Line goes on the offensive
By Bill Coats
ST. LOUIS POST-DISPATCH
OAKLAND, Calif. — When asked Sunday whether he felt as if he was operating behind the Rams' offensive line of the future, running back Steven Jackson barely allowed the questioner to finish.
"Absolutely ... I'm the first one to try to put in my bid for that," Jackson blurted after the Rams' 20-0 victory over the Oakland Raiders. "Especially when 'Big O' comes back, I think we have an offensive line that we could have around here for a while."
Left tackle Orlando Pace, a seven-time Pro Bowler, was unavailable; his season ended Nov. 12 with a torn triceps. So was center Andy McCollum, whose knee injury in the season opener landed him on injured reserve. And for the first time since 1995 — his rookie year with Green Bay — right guard Adam Timmerman was forced to the sideline, with three broken ribs.
"We were playing a lot of young guys," coach Scott Linehan said. "I think the offensive line for the most part played pretty well."
The Rams lined up with rookie Mark Setterstrom, 22, at left guard; Richie Incognito, 23, at right guard; Alex Barron, 24, at right tackle; Brett Romberg, 27, at center; plus veteran Todd Steussie, 36, at left tackle.

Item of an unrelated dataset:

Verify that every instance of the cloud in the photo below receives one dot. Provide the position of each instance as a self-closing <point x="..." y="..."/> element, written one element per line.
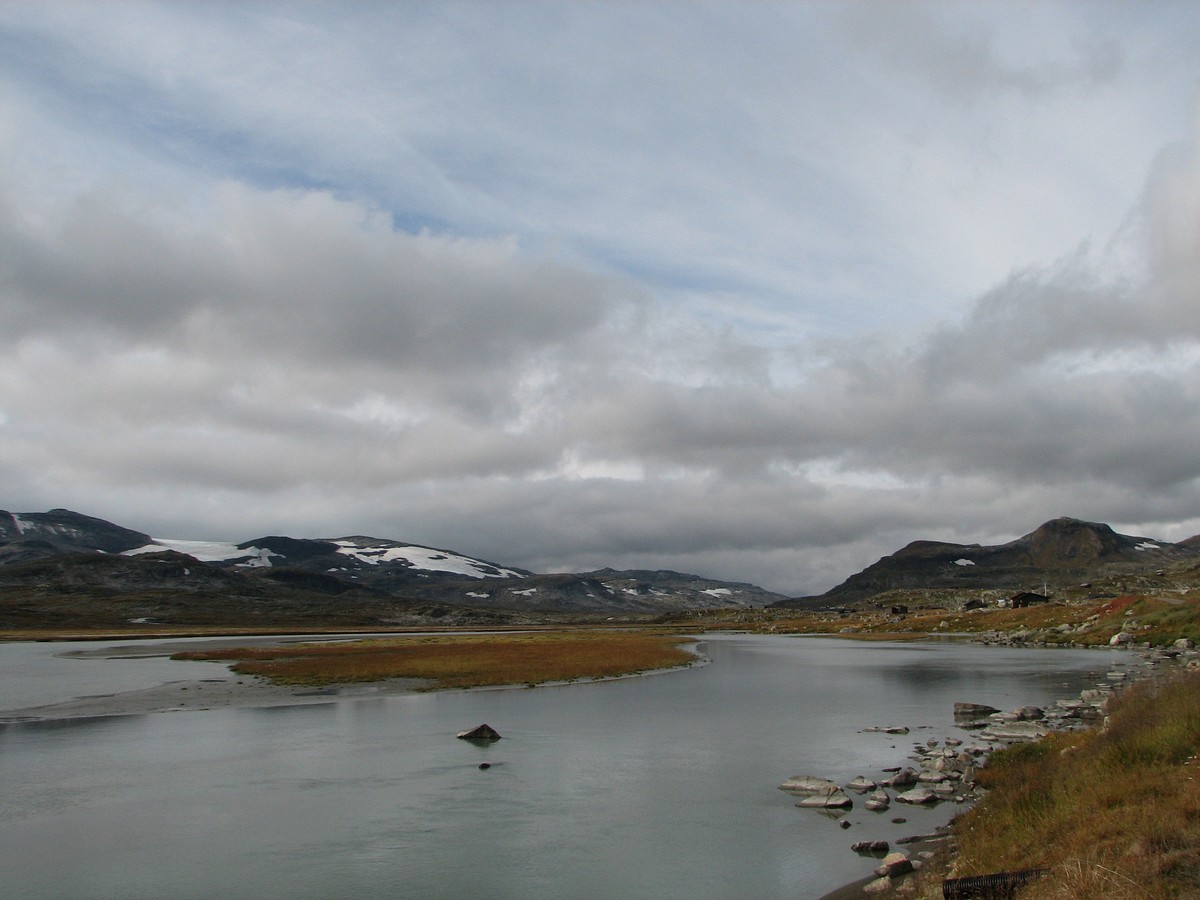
<point x="581" y="286"/>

It marked the sixth combination the Rams (6-8) have started up front. Although the Raiders tumbled to 2-12 with the loss, they sported the league's No. 6 defense entering the game.
With offensive coordinator Greg Olson again calling the plays, the Rams charged into the teeth of the Oakland resistance. Olson dialed up 36 runs vs. 25 passes, and the 6-foot-2, 231-pound Jackson ground away.
Jackson pounded out 127 yards on a career-high 31 carries. His two second-half touchdowns — a 4-yarder in the third quarter and a 19-yard burst up the middle in the fourth — broke open a tight game.
"I have nothing but respect for that guy," said Setterstrom, who made his fourth consecutive start after spending the first nine weeks on the inactive list. "That's what football's all about, running the rock. It's good just to get back to the simple things."
With Timmerman out, Incognito slid to right guard from center. He acknowledged feeling "completely uncomfortable" at his new spot. "But it went all right," Incognito added. "A little shaky at times, but that's to be expected. It doesn't matter who's in there, as long as we win, we're happy."
Romberg, the Rimington Award winner as the nation's top center in 2002 at the University of Miami, was bordering on ecstatic after his first NFL start.
"Oh, it was awesome," said Romberg, who was signed off Jacksonville's practice squad Sept. 12. "It's been so long since I've had the feeling that I had today. Coming from Miami and winning football games and playing till the end and being on the field and just the camaraderie with the guys ... it all came to a head today."
His personal highlight was knocking a defender to the turf, helping to clear a path for Jackson's second TD. "That's the most excited I've been in a long time," Romberg said. "I jumped on Richie's back. I was pretty stoked."
Romberg and Bulger, working with his third center this season, had only one scary moment — a fumbled snap in the shotgun that Jackson pounced on. "And that was probably my fault," said Bulger, who was sacked four times. "I think (Romberg) held his own in there."
The final three games of the season amount to a tryout for future employment, Romberg acknowledged.
"Oh, definitely. I think it's an audition for everybody, really," he said. "Obviously with the season that we've had so far, you're always trying to find the positive side. We're just trying to come out with three wins and earn jobs."